The five towns and villages surrounding Iitate (Namie, Futaba, Okuma, Tomioka and Katsurao) maintain that decontamination is a prerequisite to lifting evacuation orders. Regarding lifting of restrictions in ‘Difficult-to-Return Zones’, the Fukushima Prefecture Governor, Uchibori Masao, commented: “It is very important to have comprehensive dialogues with the local municipalities regarding the basic policy of reducing radiation levels and the decontamination procedure.”
On June 11 the bipartisan Diet Member coalition against nuclear power (Genpatsu Zero-no-kai) had a hearing with the Cabinet Office’s team which supports victims of the nuclear disaster. The person from the team who attended the hearing said that, regarding lifting restrictions, “if there is a strong request from the local municipality, while ensuring the public is safe is a prerequisite, we are considering what type of evacuation order mechanism would be most appropriate.”
The conditions for lifting evacuation orders have been decided by the Nuclear Emergency Response Headquarters and approved by Cabinet. They are:
1) The annual radiation dose, calculated from air dose rates, can be confirmed to be 20 mSv or below.
2) Infrastructure and services necessary for daily life have been basically restored; sufficient progress in decontamination work, centered on the living environment of children;
3) There has been adequate dialogue between the prefecture and municipal authorities and the residents.

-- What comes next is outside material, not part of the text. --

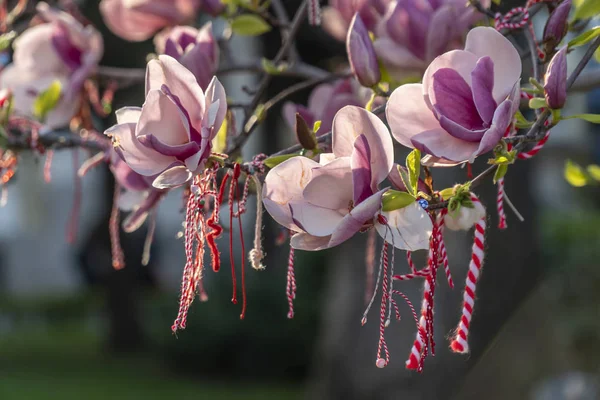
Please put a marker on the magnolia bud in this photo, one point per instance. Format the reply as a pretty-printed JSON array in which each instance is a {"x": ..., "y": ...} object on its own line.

Lifting evacuation orders with no decontamination completely disregards these conditions and therefore cannot be allowed.

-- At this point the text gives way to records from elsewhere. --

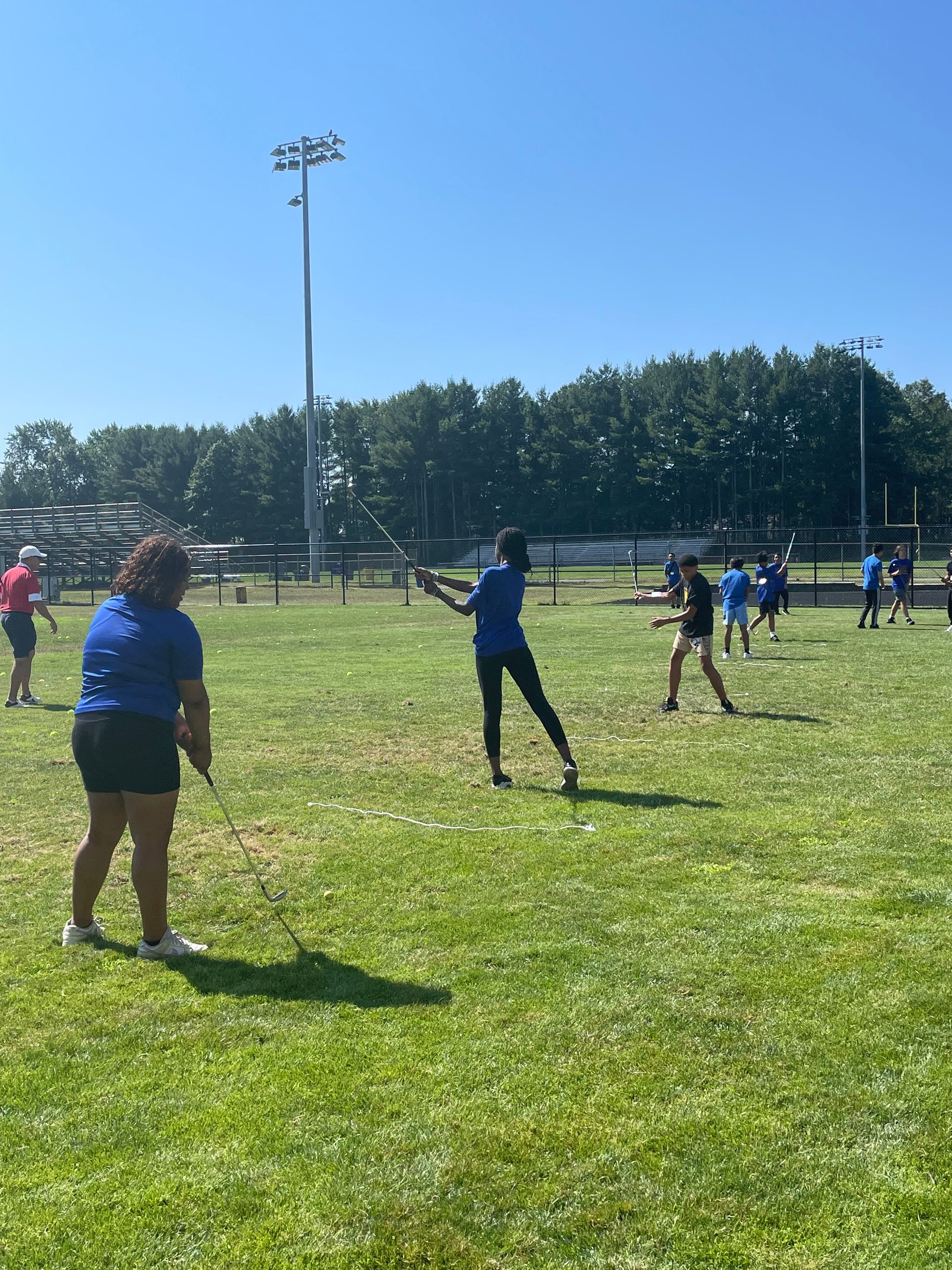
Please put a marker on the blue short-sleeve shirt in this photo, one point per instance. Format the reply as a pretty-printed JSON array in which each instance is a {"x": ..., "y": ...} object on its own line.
[
  {"x": 873, "y": 572},
  {"x": 498, "y": 604},
  {"x": 734, "y": 587},
  {"x": 132, "y": 657},
  {"x": 901, "y": 571}
]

There are three problems. The first one is that an accumulated annual dose of 20 mSv or less cannot be said to be safe. There is much research which shows that being exposed to 20 mSv or less per year can have impacts on human bodies. If the restrictions are lifted, children will be able to freely enter these areas, and there is a danger that the radiation they are exposed to will affect their health.
Secondly, there are several laws in Japan which set the radiation exposure limit for the general public at 1 mSv per year. Even if the natural decay of radioactive nuclides has brought the annual air dose rate to below 20 mSv, practically all of the present ‘Difficult-to-Return Zones’ are above 1 mSv per year. The restrictions are only supposed to be lifted after decontamination has brought radiation levels down to 1 mSv or below.

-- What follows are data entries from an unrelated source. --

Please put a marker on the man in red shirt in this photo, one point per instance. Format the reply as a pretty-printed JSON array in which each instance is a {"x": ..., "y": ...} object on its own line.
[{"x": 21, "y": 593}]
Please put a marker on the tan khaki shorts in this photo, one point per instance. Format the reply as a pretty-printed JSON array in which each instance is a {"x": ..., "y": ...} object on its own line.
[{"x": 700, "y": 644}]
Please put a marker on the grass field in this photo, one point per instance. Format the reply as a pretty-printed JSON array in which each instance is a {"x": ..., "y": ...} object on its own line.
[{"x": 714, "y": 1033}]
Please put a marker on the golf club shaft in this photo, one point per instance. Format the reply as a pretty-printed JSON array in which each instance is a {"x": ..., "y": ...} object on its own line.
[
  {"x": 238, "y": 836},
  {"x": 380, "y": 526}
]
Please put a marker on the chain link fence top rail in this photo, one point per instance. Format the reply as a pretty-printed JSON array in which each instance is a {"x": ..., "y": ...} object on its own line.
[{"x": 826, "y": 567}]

Thirdly, risks are already high if the restrictions are lifted when the annual radiation dose is below 20 mSv, but doing this without even decontaminating would make a dangerous exception. It would also violate the Act on Special Measures Against Radioactive Material Pollution, which states that decontamination is the “national responsibility”.
Even if Iitate Village is making this request, the national government should certainly not be allowed to abandon its responsibility and break the law by allowing the evacuation orders to be lifted with no decontamination.